Freddy explained some of the details of the RentBrella concept: once the umbrellas made of recycled PET fabrics are produced in China, they are encased in the machines and situated in accessible locations around the city. A partnering company is then secured, for example Unimed—the major insurance company in Brazil—takes on the responsibility of paying for operations relating to the umbrella rentals. This includes the design and imprinting of their logo on the umbrella, which serves as a moving advertisement. The insurance company is promoted wherever the umbrella holder goes. “We thought if people can just rent and return bikes,” said Freddy “why not umbrellas?”
They launched their operation in São Paulo with the idea that they would design and manufacture a machine to hold umbrellas – a large machine dispenser for 100 umbrellas and a smaller one to hold 20. The idea was to place the umbrellas in a container that looks like a vending machine, in a variety of heavily trafficked environments including apartment building lobbies, hospitals and schools. Once the machines were manufactured and filled with umbrellas, the business partners found convenient, very visible locations for them. “Rentals were and continue to be free of charge for 24 hours, secured by a credit card. Once “rented” they can be returned at any other site whose locations are visible on a phone app. The partners were enormously encouraged by the interest in the potential of this method of advertising and they now have 1200 locations worldwide-wide including 350 locations in São Paulo sponsored by Unimed insurance company.

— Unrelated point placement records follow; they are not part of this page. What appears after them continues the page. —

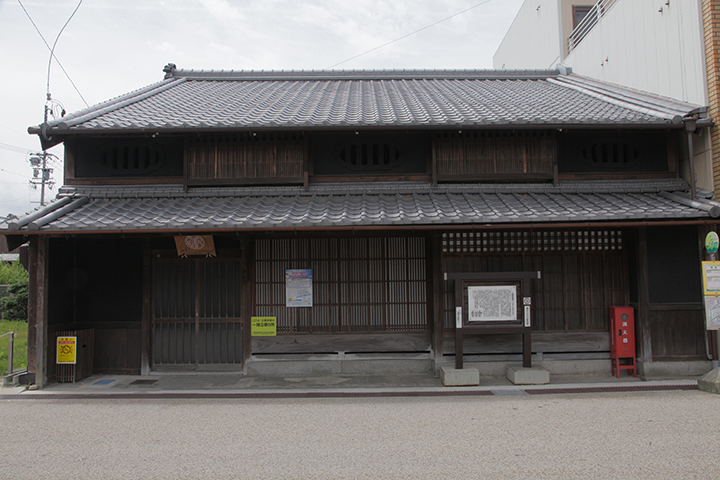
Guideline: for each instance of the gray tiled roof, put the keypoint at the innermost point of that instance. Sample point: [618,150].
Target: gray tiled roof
[169,208]
[189,100]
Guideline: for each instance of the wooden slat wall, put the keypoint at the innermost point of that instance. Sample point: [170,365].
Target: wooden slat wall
[242,157]
[359,284]
[583,272]
[493,152]
[677,331]
[196,312]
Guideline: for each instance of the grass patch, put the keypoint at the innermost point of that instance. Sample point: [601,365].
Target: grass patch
[20,360]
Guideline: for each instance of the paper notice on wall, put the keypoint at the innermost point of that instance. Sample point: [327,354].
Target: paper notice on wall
[298,288]
[711,278]
[712,312]
[497,303]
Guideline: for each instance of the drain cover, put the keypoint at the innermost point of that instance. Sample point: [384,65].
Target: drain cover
[509,392]
[143,382]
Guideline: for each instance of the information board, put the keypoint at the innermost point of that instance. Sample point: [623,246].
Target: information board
[711,278]
[263,326]
[298,288]
[496,303]
[67,350]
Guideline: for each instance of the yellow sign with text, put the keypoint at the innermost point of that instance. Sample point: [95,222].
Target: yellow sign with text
[67,350]
[263,326]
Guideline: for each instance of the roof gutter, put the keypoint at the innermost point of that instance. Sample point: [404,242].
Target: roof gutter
[376,228]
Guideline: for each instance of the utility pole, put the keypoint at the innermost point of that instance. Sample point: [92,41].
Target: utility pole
[42,174]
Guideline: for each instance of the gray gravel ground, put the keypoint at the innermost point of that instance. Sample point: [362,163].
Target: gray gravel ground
[634,435]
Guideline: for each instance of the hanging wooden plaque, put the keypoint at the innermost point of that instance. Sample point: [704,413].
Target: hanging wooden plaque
[195,245]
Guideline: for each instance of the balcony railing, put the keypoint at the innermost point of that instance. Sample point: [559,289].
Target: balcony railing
[592,18]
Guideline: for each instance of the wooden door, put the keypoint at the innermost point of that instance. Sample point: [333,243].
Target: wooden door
[196,322]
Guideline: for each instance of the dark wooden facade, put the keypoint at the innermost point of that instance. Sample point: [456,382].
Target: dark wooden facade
[375,291]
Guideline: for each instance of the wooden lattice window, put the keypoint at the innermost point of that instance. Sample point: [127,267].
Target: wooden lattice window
[493,155]
[359,284]
[245,159]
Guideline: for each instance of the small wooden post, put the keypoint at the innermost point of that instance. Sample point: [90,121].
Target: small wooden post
[37,310]
[643,318]
[146,328]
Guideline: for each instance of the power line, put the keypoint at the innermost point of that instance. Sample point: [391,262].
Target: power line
[52,53]
[14,148]
[407,35]
[18,174]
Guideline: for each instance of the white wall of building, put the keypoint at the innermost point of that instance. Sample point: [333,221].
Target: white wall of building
[534,38]
[662,52]
[638,46]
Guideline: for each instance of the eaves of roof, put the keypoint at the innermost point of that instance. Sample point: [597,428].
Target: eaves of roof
[153,209]
[327,100]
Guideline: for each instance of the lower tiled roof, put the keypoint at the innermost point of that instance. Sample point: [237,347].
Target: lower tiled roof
[170,208]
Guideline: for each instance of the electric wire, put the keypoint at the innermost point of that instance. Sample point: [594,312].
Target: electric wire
[408,35]
[13,173]
[53,53]
[14,148]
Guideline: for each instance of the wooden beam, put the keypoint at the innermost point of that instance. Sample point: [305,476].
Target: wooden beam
[643,311]
[435,294]
[37,310]
[247,301]
[146,332]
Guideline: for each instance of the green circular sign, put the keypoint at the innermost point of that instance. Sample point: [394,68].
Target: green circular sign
[711,242]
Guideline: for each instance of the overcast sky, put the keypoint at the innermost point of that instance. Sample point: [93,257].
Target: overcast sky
[111,47]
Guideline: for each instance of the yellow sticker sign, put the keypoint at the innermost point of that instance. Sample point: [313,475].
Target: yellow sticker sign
[263,326]
[67,350]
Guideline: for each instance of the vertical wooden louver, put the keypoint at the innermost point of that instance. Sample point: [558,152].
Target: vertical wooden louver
[494,156]
[227,159]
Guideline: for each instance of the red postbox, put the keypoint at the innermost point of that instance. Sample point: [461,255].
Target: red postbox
[622,340]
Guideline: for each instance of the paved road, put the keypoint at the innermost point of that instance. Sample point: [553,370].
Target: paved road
[638,435]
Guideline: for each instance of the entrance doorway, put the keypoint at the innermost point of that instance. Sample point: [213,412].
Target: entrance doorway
[196,319]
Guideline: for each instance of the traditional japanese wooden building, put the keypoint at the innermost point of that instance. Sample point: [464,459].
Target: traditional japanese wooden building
[379,183]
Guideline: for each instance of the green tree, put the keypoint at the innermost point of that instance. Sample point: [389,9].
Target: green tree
[11,273]
[14,307]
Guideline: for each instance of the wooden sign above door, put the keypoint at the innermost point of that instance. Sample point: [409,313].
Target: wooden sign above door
[195,245]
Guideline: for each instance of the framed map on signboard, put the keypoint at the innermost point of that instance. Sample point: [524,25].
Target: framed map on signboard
[492,303]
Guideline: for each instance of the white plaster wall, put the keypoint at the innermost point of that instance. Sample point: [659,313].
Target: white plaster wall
[533,40]
[637,46]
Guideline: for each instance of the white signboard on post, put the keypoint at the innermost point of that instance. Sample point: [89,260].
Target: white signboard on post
[298,288]
[496,303]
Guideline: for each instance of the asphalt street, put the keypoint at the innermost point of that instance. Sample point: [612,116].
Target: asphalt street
[653,434]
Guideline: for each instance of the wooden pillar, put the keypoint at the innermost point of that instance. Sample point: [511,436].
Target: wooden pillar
[642,321]
[37,310]
[435,279]
[247,302]
[146,328]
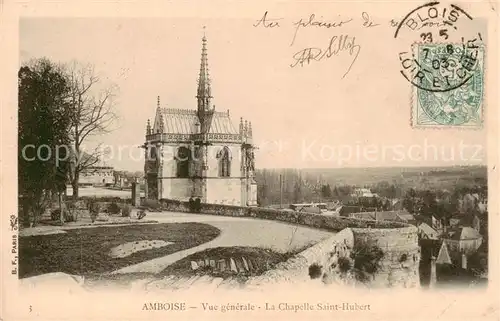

The company color is green and the umbrellas they sponsored were created incorporating the design of banana and fern trees. More recently they’ve moved on to limes and other fruit. The company expanded with 150 RentBrella machines in London and in 2023, the partners expanded their business to Manhattan. There are now a total of 150 RentBrella machines in NYC and Brooklyn. Where can you check one out on the Upper West Side? A machine is conveniently located in the Ormonde apartment building at 154 West 70th Street (aka 2028-2032 Broadway). These umbrellas are purple with RentBrella branding but it will soon move to the same sponsorship and advertising model as in Brazil, expected to happen in the second semester of this year. Plans for the near future? Freddy said he and Nathan expect to expand through the U.S. and Europe; they aim to offer this solution to companies, factories, and logistics parks that want to protect their employees and visitors from the rain while promoting their brand on the umbrellas. Their strategy for growth includes both operating their own locations and expanding through franchising. Their focus in particular is identifying walkable cities with heavy rainfall and installing RentBrellas that appeal to people who live and work in these locations.